Bowling Green, KY – In 1967, Dr. Robert Haynes was asked to teach the first class about African American history at the recently-integrated University of Houston. Over the next three decades, he would help design the blueprint for African-American studies programs at universities across the country.
“The students had demanded it but there was some apprehension on the part of the administration. I knew the fact that I was from Mississippi would ring alarm bells and I was correct,” recalls Dr. Haynes. “These students were busy reading The Autobiography of Malcolm X, and I was reading the standard textbook on black history by John Hope Franklin. We had a lot of discussions, but by the time the semester was over, they accepted me. One student even said, ‘For a white man, you taught a decent class.’”
Dr. Haynes taught during some of the most incendiary events of the last half-century. He recalls vividly the discussion in class the day Dr. Martin Luther King Jr. was assassinated.
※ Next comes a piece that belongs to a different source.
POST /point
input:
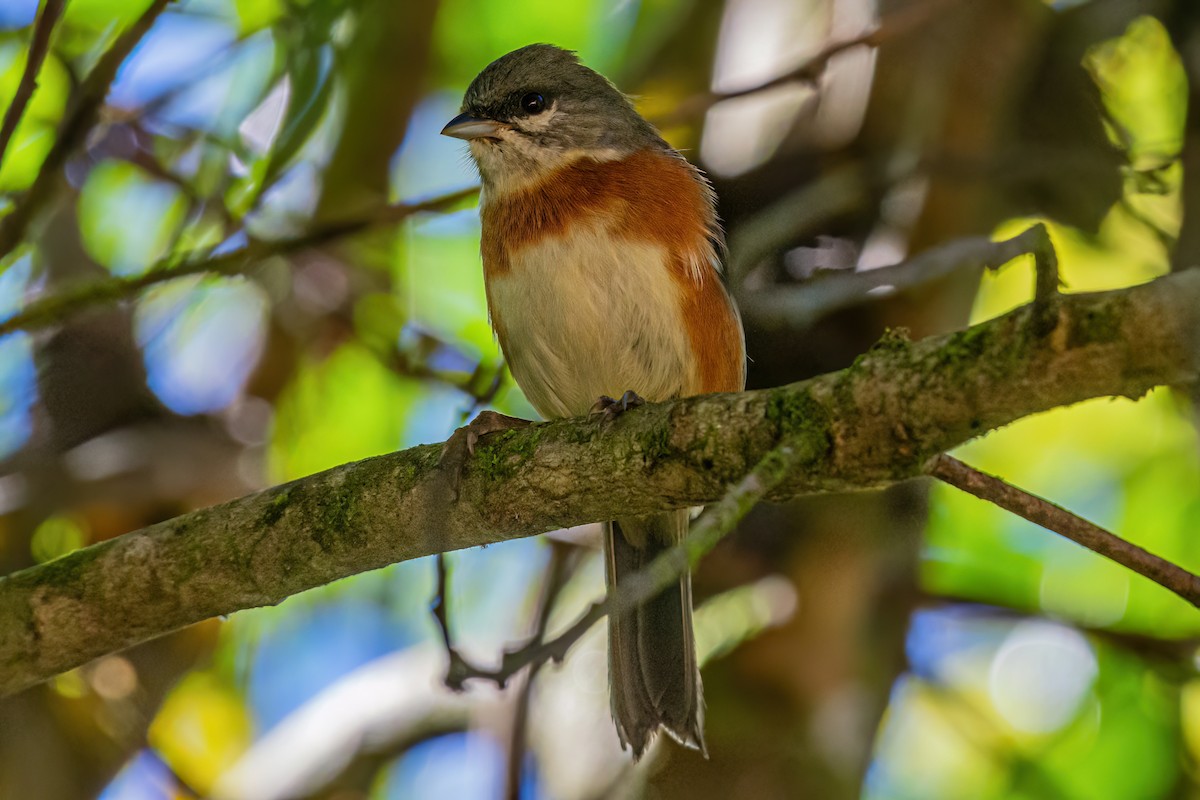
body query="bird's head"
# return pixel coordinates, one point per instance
(538, 108)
Dr. Haynes retired from his work as professor emeritus with Western Kentucky University in 2010. Though a pioneer in the field of black studies, Dr. Haynes says he didn't think of myself as such. Still, he says the experience changed him profoundly.
“I grew up holding the prejudicial views of Mississippi, but it changed me, no question,” recalls Dr. Haynes. “I became an advocate for civil rights. You just have to live in the world as you see it. And all of a sudden I lived in a different world. I even agreed to offer a course at church on Wednesday nights because I believed this country had a terrible problem, and it still has a terrible problem. We've made some progress, but we've got a long way to go.”
When asked what changed his views on race, Dr. Haynes’ answer was simple: “Studying the history.”